MSI AGESA 1.2.8.0: cuando la BIOS de tu X870E convierte el PC en un ladrillo
Sobre el papel, se trata de un ajuste de compatibilidad de memoria y de preparación para futuras CPU y APU. Pero los primeros reportes señalan algo mucho menos inocente: equipos que dejan de mostrar siquiera la pantalla de BIOS y quedan atrapados en un bucle de reinicios.

Conviene recordar qué es exactamente AGESA. Son las siglas de AMD Generic Encapsulated Software Architecture, el bloque de microcódigo que los fabricantes integran en el UEFI para poder inicializar el procesador, entrenar la RAM, definir tensiones y frecuencias y, en general, despertar todo el hardware antes de que el sistema operativo tome el control. Cada vez que AMD libera una nueva rama de AGESA, marcas como MSI, ASUS o ASRock se apresuran a incorporarla para presumir de soporte para la siguiente generación de procesadores, perfiles DDR5 más agresivos y supuestas mejoras de estabilidad.

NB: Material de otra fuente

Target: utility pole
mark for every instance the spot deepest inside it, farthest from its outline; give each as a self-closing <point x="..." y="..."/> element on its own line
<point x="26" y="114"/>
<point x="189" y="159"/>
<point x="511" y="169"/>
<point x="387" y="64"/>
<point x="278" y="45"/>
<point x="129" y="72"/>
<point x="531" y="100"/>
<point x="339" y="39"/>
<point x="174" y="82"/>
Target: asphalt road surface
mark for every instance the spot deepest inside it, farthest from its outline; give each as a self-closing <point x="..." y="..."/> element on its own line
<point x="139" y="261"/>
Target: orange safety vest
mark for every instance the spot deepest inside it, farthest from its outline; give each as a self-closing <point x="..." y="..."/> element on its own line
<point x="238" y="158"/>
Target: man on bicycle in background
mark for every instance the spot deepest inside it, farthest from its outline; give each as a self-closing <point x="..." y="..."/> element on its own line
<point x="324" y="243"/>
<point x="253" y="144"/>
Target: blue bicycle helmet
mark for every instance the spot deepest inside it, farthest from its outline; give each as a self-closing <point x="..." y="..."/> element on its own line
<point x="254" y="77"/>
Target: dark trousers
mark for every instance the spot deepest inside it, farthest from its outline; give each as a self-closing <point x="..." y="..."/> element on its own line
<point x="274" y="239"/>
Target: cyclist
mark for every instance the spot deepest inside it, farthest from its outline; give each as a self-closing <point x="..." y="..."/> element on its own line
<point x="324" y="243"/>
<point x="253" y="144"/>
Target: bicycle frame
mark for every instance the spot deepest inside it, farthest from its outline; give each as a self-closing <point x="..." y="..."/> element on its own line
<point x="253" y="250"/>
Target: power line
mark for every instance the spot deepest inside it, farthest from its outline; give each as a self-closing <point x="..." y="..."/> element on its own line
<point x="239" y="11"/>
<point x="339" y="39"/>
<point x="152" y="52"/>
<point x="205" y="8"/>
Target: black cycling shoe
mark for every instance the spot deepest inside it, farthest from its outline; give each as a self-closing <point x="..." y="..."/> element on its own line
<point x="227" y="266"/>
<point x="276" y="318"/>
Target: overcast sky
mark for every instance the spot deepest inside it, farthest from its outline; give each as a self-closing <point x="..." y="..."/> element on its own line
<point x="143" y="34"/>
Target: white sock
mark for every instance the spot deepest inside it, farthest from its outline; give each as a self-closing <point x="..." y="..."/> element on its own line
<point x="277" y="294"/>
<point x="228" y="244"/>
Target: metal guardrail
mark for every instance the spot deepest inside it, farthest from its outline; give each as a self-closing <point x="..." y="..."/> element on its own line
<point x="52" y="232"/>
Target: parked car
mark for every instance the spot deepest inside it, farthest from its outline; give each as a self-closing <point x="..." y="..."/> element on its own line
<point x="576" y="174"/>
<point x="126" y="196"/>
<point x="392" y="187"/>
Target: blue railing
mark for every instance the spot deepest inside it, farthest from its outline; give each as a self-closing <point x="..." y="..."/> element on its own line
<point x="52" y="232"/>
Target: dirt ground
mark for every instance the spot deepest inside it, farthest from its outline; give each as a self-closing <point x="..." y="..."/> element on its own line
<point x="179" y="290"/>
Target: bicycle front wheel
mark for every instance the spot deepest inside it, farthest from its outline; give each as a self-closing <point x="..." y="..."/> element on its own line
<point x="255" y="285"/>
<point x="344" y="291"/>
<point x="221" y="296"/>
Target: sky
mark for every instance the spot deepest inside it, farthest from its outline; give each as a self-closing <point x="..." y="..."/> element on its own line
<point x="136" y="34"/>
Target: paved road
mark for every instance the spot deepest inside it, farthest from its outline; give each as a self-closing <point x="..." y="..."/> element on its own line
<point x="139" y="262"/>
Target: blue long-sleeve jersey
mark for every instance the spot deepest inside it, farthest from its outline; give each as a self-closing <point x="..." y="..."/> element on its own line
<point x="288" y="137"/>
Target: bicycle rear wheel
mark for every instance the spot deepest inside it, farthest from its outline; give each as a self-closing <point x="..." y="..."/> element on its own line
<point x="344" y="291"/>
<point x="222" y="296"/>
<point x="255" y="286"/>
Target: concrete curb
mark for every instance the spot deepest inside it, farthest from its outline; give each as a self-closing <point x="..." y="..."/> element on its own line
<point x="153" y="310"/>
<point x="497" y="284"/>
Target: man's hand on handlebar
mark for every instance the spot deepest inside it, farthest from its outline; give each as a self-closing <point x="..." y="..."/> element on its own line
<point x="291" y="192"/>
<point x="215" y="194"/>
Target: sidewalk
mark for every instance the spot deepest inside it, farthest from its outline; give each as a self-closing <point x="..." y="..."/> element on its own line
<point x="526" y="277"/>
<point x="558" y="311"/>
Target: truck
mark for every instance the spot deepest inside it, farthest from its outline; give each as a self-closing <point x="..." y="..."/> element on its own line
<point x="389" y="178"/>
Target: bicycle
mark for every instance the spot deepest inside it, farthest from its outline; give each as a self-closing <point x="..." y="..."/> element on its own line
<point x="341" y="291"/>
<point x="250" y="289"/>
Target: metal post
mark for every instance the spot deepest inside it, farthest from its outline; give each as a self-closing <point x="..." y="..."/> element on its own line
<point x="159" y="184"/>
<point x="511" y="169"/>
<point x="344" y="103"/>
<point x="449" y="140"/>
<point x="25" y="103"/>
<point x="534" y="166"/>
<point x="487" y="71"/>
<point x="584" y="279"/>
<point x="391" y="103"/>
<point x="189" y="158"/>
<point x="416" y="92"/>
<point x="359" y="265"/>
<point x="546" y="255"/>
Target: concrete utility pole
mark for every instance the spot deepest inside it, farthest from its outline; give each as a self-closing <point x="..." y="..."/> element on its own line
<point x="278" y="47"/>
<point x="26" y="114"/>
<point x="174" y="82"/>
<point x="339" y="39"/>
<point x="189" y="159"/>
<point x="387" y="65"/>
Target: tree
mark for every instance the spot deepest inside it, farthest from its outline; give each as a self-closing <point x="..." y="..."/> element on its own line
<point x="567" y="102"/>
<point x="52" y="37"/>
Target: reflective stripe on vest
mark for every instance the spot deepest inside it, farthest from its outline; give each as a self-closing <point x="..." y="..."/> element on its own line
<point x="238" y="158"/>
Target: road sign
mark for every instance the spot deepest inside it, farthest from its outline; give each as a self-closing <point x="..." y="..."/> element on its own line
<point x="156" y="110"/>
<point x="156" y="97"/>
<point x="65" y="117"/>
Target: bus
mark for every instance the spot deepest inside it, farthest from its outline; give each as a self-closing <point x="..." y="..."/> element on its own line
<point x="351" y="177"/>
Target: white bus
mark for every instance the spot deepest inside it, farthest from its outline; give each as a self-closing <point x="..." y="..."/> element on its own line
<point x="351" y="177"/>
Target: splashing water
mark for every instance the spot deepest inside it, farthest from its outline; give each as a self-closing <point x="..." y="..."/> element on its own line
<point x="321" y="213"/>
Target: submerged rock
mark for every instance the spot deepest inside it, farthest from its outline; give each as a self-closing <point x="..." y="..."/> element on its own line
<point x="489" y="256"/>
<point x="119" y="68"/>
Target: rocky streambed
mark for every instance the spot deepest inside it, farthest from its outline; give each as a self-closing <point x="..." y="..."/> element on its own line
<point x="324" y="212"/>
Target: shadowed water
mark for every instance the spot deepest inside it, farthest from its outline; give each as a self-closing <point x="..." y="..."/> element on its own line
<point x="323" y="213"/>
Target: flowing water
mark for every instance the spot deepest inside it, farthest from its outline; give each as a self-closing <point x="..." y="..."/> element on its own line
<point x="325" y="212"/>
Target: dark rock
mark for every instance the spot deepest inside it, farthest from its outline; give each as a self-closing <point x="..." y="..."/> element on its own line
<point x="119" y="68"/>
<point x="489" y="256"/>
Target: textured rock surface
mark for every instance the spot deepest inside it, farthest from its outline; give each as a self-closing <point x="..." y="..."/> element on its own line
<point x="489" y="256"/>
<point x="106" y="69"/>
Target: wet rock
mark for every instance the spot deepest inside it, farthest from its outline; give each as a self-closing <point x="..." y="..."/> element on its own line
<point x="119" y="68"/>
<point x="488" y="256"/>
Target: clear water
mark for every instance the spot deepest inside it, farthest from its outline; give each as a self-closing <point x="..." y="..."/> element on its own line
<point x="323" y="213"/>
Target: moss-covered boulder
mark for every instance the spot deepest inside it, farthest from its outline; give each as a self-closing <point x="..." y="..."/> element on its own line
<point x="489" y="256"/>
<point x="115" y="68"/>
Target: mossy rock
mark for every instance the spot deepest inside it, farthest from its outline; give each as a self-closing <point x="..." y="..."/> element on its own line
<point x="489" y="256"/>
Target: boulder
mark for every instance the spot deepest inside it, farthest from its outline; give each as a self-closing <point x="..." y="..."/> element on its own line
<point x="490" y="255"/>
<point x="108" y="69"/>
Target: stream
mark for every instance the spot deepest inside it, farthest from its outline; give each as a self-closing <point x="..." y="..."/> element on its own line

En las últimas semanas, la atención estaba centrada en AGESA 1.2.7.0, la rama destinada a preparar AM5 para los próximos APUs Krackan Point y Strix Point. MSI y ASUS fueron de las primeras en sacar BIOS con esa base para varios modelos, adelantando así la compatibilidad con el hardware que viene. Ahora MSI ha decidido dar un paso más y ofrecer directamente BIOS con AGESA 1.2.8.0 en un pequeño grupo de placas de la serie 800, convirtiendo a sus propietarios en pioneros… y, de facto, en testers.

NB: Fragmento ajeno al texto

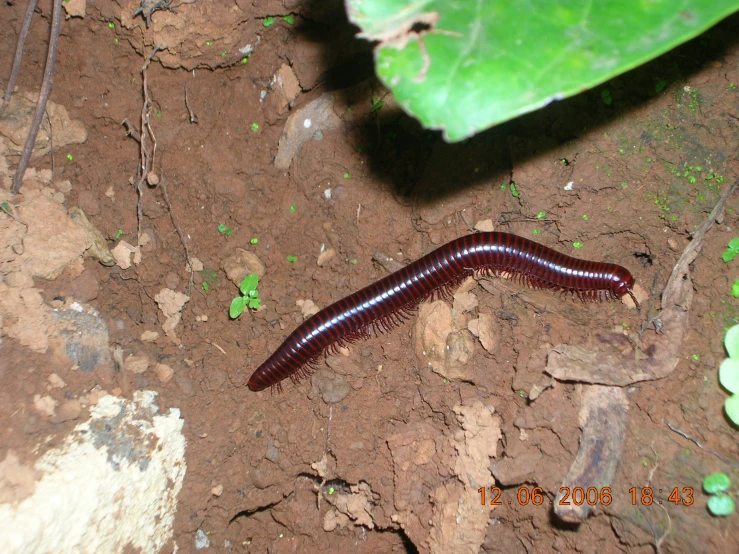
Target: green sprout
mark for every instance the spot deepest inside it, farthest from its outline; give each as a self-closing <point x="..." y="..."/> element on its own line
<point x="720" y="503"/>
<point x="731" y="252"/>
<point x="728" y="373"/>
<point x="225" y="230"/>
<point x="249" y="296"/>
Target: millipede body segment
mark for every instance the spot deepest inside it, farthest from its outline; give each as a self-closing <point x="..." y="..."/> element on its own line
<point x="387" y="302"/>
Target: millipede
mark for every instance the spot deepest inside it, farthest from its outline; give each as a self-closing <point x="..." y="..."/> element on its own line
<point x="386" y="303"/>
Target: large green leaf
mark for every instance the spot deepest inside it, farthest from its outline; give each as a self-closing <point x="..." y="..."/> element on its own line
<point x="466" y="65"/>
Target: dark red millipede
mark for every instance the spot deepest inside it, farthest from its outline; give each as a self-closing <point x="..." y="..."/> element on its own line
<point x="388" y="302"/>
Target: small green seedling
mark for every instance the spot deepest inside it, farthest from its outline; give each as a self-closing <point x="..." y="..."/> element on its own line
<point x="225" y="230"/>
<point x="720" y="503"/>
<point x="731" y="252"/>
<point x="249" y="296"/>
<point x="728" y="373"/>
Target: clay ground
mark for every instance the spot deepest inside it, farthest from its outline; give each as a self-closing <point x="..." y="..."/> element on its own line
<point x="645" y="171"/>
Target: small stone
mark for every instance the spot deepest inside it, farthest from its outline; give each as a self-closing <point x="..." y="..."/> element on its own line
<point x="486" y="225"/>
<point x="325" y="256"/>
<point x="136" y="364"/>
<point x="149" y="336"/>
<point x="172" y="280"/>
<point x="164" y="372"/>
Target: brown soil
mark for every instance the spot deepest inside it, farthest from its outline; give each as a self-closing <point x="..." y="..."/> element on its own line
<point x="385" y="448"/>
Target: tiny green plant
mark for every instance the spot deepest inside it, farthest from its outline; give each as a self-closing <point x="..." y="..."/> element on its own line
<point x="720" y="502"/>
<point x="377" y="103"/>
<point x="225" y="230"/>
<point x="728" y="373"/>
<point x="249" y="296"/>
<point x="731" y="252"/>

Según una hoja de seguimiento de AGESA mantenida por la comunidad, solo tres placas MSI aparecen por ahora con BIOS públicos basados en 1.2.8.0: MPG X870E Edge Ti WiFi, MPG X870E Carbon WiFi y MAG B850M Mortar. En las páginas oficiales de soporte, las notas de la versión son casi minimalistas: se habla de mejora de compatibilidad de memoria y optimización de estabilidad, poco más. No hay etiqueta de beta, ni advertencias en grande, ni detalles sobre qué problemas se han atacado exactamente.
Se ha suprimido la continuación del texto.